Semi-automated podcast transcription

The medium of podcasting continues to grow in popularity. Americans, for example, now listen to over 21 million hours of podcasts per day. Few of those podcasts have transcripts available, so the content isn’t discoverable, searchable, linkable, reusable. It’s lost.

The typical solution is to pay a commercial transcription service, which charge roughly $1/minute and claim around 98% accuracy. For a podcast producing an hour of content a week, that would add an overhead of around $250 a month. A back catalogue of a year of podcasts would cost over $3,100 to transcribe.

When I remember fragments of some story or idea that I recall hearing on a podcast, I’d like to be able to find it again. Without searchable transcripts I can’t. It’s impractical to listen to hundreds of old episodes, so the content is effectively lost.

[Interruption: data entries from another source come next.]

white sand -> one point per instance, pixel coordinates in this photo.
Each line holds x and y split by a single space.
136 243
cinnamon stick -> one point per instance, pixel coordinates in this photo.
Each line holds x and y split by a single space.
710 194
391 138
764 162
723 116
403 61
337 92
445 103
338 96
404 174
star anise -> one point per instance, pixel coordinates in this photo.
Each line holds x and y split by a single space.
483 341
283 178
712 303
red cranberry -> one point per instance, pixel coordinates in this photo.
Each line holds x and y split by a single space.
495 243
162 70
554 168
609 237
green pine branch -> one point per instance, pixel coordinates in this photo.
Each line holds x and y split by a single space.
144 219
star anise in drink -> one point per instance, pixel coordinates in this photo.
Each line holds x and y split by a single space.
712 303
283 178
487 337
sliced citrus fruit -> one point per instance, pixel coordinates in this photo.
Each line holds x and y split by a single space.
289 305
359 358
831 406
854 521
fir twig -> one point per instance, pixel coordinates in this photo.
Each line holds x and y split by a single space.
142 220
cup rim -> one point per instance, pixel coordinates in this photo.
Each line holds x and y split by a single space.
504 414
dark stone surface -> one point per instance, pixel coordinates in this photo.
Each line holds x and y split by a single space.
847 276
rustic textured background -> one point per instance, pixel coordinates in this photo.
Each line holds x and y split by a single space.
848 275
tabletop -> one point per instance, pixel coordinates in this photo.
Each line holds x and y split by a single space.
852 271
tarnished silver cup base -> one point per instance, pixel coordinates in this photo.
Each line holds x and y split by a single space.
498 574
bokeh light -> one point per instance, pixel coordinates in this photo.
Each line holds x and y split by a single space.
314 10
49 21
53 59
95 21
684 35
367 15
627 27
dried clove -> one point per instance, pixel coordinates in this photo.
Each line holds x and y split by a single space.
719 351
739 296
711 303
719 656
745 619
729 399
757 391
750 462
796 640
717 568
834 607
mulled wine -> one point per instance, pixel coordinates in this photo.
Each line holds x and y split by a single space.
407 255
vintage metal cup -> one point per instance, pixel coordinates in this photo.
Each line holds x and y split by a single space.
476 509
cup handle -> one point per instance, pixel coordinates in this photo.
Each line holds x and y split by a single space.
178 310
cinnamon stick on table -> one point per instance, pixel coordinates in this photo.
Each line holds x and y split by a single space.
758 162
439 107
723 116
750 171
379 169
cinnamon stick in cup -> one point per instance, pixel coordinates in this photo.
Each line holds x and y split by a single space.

Given the advances in automated speech recognition in recent years, I began to wonder if some kind of automated transcription system would be practical. This led on to some thinking about interesting user interfaces.

This (long) post is a record of my research and ponderings around this topic. I sketch out some goals, constraints, and a rough outline of what I’m thinking of, along with links to many tools, projects, and references to information that might help. I’ve also been updating it as I’ve come across extra information and new services.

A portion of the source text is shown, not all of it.